For at least 150 years attitudes towards sex have been changing, and these shifts have made many words obsolete. The social setting changes. For example the decriminalization of homosexuality in Germany has made Paragraph 175 of the penal code historical. Gradually we may expect words reflecting those fateful numbers to change. Finally, there is a new factor: political correctness, which leads to language policing. There are reasons for being uneasy about this tendency. However, it also makes one think. The expression fag hag is not only misogynistic, but does a great injustice to the women it describes who are not hags and whose intention in associating with gay men are purely honorable. Likewise, dinge queen (for someone who prefers African American partners) seems gratuitously insulting.

To some extent the tendency of words to fade and finally retreat from the field is countered by the detoxification trend, whereby words like queer and dyke are recovered. So far, however, this trend is not general, and many abusive words have not had their “renaissance.” A good thing, too.

INTERLINGUAL BORROWING AND INTERNAL SHIFT OF MEANING

When the vocabulary of one language is less developed than another with which it is in contact, one finds the migration of words from the richer language to the less evolved one. In the field discussed in this book the greatest interlingual source of borrowing has been the classical languages, Greek and Latin. However, English has borrowed extensively from French; now French is returning the compliment. In the technique known as calque, a native word or words is reinterpreted in the light of a meaning common in the donor language, e.g. armario. A classic example of double borrowing is French gai becoming English gay becoming French gay.
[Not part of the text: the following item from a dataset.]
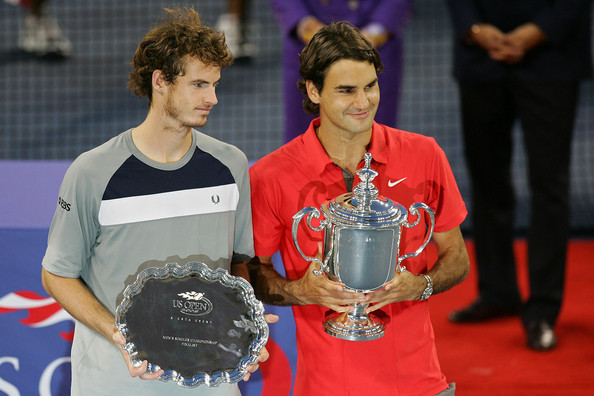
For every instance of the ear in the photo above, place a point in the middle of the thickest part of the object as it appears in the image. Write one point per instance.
(158, 81)
(312, 92)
Most borrowings in Western languages are from other Western languages. Today, though, the homolexicon may be undergoing an influx from Japanese, thanks to the popularity of manga and anime.

Semantic shift (change of meaning) is particularly important in the field covered by this book. Such recycling of words has partly to do with economy. It is easier to adapt an existing word, equipping it with a new meaning, than to coin a new term. Recycling also has the advantage of concealment. When first introduced, a recycled term may be used freely without outsiders catching on. For most people water sports are surfing, waterskiing and the like. For some gay men, however, the term refers to urolagnia, erotic play involving urine. There may be a certain mischievous delight in flaunting the expression in front of “rubes” who haven’t a clue as to what is really being discussed.

Slang and argot tend to be economical, making use of the device of polysemy, the assignment of multiple meanings to a single word. Adding a new meaning to an existing word is easier than inventing something out of whole cloth, or importing it from abroad. Foreign imports are, of course characteristic of the intelligentsia, whose members often travel and wish to advertise their cosmopolitanism.